The House voted Tuesday on legislation to implement an updated version of the Canada-Ukraine free-trade agreement. Although all other parties endorsed the accord, the Conservatives voted against that agreement, saying it would require Ukraine to impose a carbon tax. This is false.

Chapter 13 of the agreement states: “The Parties shall co-operate bilaterally and in international forums to ... promote carbon pricing and measures to mitigate carbon leakage risks.”

There is nothing there that would require the Ukrainian government to impose a carbon tax. In any case, the government of Ukraine signed off on the wording.

If the Liberal strategy was to wedge the Conservatives into opposing stronger trade ties with Ukraine because of a fictitious carbon tax, they succeeded brilliantly.

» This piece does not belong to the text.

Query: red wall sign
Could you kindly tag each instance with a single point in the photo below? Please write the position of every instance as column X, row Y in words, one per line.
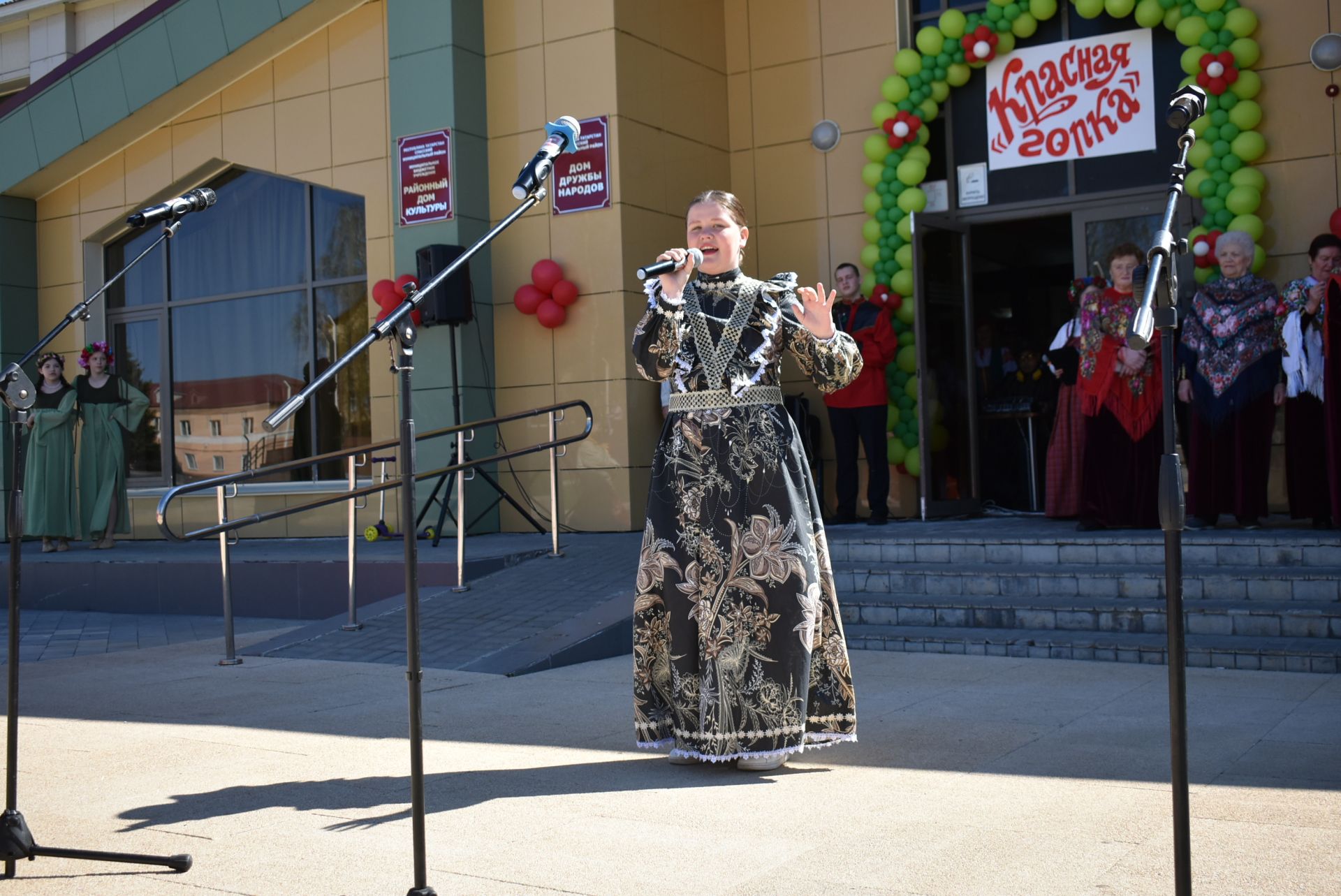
column 581, row 180
column 425, row 163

More likely, the carbon clause, like the clauses on gender equality and Indigenous consultation, are just Liberal virtue-signalling. Nonetheless, the Tories have handed the Grits a political gift.

The Liberals believe that their path to a fourth term in office lies in painting Mr. Poilievre as a clone of the once-and-perhaps-future U.S. president Donald Trump. Mr. Trump and many of his supporters harbour an irrational fondness for Russian strongman Vladimir Putin (and for strongmen in general). MAGA Republicans, cheered on by Fox News commentators, oppose sending money to support Ukraine.

People’s Party of Canada Leader and MAGA wannabe Maxime Bernier also opposes aid to Ukraine. He tweeted that Canada should “not get involved in this destructive proxy war between the U.S. and Russia.”

Mr. Poilievre appears to be so hungry to win back the PPC vote, to placate elements within his own base, and to demonstrate his unwavering opposition to carbon taxes, that he would compromise on his support for a democracy whose very existence is under threat.

The Liberals will use this.

The Ukraine vote isn’t likely to matter much. The election will turn on economic issues: the impact of inflation on living standards; the impact of interest rates on mortgages; the housing shortage; the lack of economic competitiveness or growth; the general perception that we are in a mess, the Liberals helped get us there, and they have no idea how to get us out.

But at a time when Mr. Poilievre needs to convince us that he is ready to lead this country, he turns his back on Ukraine. Unbelievable.